To restrain that impact, some have turned to organic farming techniques and, following the discourse today, support for organic farming is regularly part of a bigger social and political mindset -- one that holds the view that natural is best, and that current farming trends are part of a myriad of threats to the health of the earth and its people. This idea seems to have set the organic movement squarely against intensive farming and chemical-based agribusiness proponents. In the academia, the civic world and the media -- arguments rage more fiercely today than ever before.

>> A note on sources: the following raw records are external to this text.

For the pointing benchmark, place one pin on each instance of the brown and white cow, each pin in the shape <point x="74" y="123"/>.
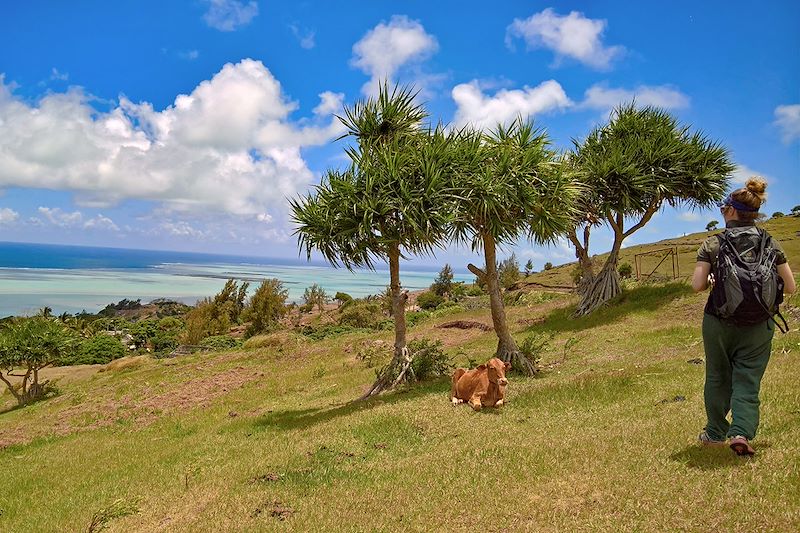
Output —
<point x="483" y="386"/>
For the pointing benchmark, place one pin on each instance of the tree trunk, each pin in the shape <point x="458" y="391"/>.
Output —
<point x="584" y="261"/>
<point x="604" y="286"/>
<point x="507" y="349"/>
<point x="400" y="365"/>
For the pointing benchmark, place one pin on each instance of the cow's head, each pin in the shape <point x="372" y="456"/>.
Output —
<point x="497" y="371"/>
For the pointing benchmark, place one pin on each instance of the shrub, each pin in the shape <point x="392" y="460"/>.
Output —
<point x="429" y="361"/>
<point x="447" y="310"/>
<point x="32" y="344"/>
<point x="342" y="298"/>
<point x="315" y="295"/>
<point x="328" y="330"/>
<point x="443" y="284"/>
<point x="475" y="290"/>
<point x="429" y="300"/>
<point x="361" y="314"/>
<point x="533" y="346"/>
<point x="221" y="342"/>
<point x="266" y="307"/>
<point x="458" y="292"/>
<point x="99" y="350"/>
<point x="415" y="317"/>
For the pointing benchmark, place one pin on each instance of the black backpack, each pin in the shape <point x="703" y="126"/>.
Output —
<point x="747" y="288"/>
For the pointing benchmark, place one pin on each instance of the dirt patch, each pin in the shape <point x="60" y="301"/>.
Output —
<point x="466" y="324"/>
<point x="99" y="412"/>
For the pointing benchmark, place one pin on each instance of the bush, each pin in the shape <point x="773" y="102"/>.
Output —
<point x="342" y="298"/>
<point x="266" y="307"/>
<point x="429" y="300"/>
<point x="318" y="333"/>
<point x="475" y="290"/>
<point x="443" y="284"/>
<point x="415" y="317"/>
<point x="430" y="361"/>
<point x="99" y="350"/>
<point x="533" y="346"/>
<point x="508" y="271"/>
<point x="361" y="314"/>
<point x="221" y="342"/>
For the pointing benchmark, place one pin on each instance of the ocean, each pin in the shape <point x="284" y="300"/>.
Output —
<point x="77" y="278"/>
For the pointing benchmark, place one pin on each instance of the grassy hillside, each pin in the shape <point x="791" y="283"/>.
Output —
<point x="267" y="439"/>
<point x="785" y="229"/>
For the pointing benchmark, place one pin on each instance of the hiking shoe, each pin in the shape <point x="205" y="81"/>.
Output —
<point x="705" y="440"/>
<point x="740" y="446"/>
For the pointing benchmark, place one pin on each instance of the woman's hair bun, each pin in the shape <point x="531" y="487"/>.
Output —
<point x="756" y="185"/>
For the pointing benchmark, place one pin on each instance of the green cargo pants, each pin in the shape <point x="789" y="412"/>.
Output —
<point x="736" y="357"/>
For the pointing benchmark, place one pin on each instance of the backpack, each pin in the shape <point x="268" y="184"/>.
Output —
<point x="747" y="288"/>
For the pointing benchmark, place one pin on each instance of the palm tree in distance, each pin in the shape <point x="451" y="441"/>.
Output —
<point x="389" y="203"/>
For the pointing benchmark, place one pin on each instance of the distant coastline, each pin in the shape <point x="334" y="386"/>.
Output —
<point x="75" y="278"/>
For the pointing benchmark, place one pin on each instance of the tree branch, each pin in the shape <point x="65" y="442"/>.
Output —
<point x="651" y="210"/>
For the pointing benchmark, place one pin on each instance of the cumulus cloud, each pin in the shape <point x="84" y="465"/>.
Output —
<point x="101" y="222"/>
<point x="228" y="146"/>
<point x="60" y="218"/>
<point x="605" y="98"/>
<point x="787" y="118"/>
<point x="8" y="215"/>
<point x="229" y="15"/>
<point x="304" y="36"/>
<point x="573" y="36"/>
<point x="473" y="106"/>
<point x="744" y="173"/>
<point x="388" y="47"/>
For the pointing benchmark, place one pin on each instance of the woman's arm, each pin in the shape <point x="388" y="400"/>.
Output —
<point x="700" y="278"/>
<point x="789" y="285"/>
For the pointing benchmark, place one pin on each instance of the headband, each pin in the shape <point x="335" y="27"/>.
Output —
<point x="739" y="206"/>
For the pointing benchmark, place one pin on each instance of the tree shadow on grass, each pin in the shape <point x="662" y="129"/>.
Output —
<point x="643" y="298"/>
<point x="290" y="419"/>
<point x="710" y="457"/>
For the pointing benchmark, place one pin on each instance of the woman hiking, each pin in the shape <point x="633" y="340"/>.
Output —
<point x="738" y="323"/>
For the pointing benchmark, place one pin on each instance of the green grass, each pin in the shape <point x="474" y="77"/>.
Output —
<point x="603" y="440"/>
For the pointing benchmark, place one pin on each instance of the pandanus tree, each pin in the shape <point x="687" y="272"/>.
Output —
<point x="509" y="186"/>
<point x="391" y="202"/>
<point x="640" y="161"/>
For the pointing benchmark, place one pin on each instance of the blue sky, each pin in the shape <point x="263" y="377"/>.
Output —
<point x="185" y="125"/>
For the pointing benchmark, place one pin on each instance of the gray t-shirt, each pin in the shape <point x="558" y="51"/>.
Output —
<point x="709" y="250"/>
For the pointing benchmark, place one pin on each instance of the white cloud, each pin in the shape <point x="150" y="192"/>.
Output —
<point x="787" y="118"/>
<point x="8" y="216"/>
<point x="386" y="48"/>
<point x="229" y="15"/>
<point x="101" y="222"/>
<point x="744" y="173"/>
<point x="189" y="55"/>
<point x="689" y="216"/>
<point x="329" y="103"/>
<point x="484" y="111"/>
<point x="58" y="76"/>
<point x="228" y="146"/>
<point x="604" y="98"/>
<point x="572" y="35"/>
<point x="305" y="37"/>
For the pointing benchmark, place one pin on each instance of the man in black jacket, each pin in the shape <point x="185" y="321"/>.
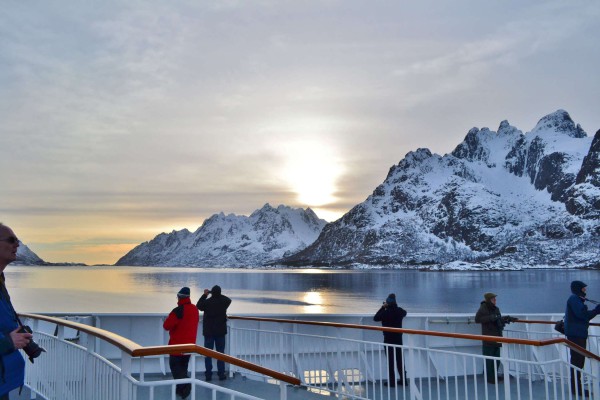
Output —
<point x="492" y="324"/>
<point x="391" y="315"/>
<point x="214" y="327"/>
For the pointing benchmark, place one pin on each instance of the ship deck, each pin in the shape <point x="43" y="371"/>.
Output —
<point x="471" y="389"/>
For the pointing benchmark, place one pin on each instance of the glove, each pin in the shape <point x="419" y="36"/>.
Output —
<point x="178" y="312"/>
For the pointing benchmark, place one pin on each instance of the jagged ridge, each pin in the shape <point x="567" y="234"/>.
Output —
<point x="501" y="199"/>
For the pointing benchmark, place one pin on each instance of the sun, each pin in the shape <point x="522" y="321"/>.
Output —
<point x="312" y="171"/>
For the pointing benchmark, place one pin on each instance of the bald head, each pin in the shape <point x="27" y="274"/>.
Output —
<point x="9" y="243"/>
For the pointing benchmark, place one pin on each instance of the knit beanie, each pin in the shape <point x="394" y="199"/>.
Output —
<point x="489" y="296"/>
<point x="391" y="299"/>
<point x="184" y="292"/>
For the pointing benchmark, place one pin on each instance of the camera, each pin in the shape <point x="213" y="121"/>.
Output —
<point x="33" y="350"/>
<point x="508" y="319"/>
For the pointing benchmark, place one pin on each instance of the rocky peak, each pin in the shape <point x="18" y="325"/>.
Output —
<point x="560" y="122"/>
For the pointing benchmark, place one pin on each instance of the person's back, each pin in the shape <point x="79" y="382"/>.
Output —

But a convergence of views is taking shape, which places organic farming well on course to be the future. Already, elements of the organic philosophy are starting to be deployed in mainstream agriculture. Conventional agronomists too are increasingly getting troubled about the long-term sustainability of chemical use and the integrity of the soil. Could it be that both sides of agriculture's great divide now want the same thing? There are however questions about the feasibility of employing pure organic means on a large scale commercial farming. If we can embrace and scale up such initiatives as organic farming and other sustainable environmental management activities, this will lead to building resilience in vulnerable communities and promote sustainable development. Many years ago, crop yield was everything, but now there has been a major recognition of the need to maintain organic materials in soil


The United Nations and the government are encouraging a departure from conventional farming. The concept of ‘food sovereignty’ was coined in South America. Via Campesina or Peasant’s Movement, is largely responsible for making this concept popular. According to this notion, each nation has the complete right to formulate its agricultural policies including food-aid and food-trade. This policy of ‘food sovereignty’ evolved through a rather bitter experience of interventions from the corporate sector and the countries exporting food which eroded local capacity to produce food and failed to engage farmers in their traditional occupation.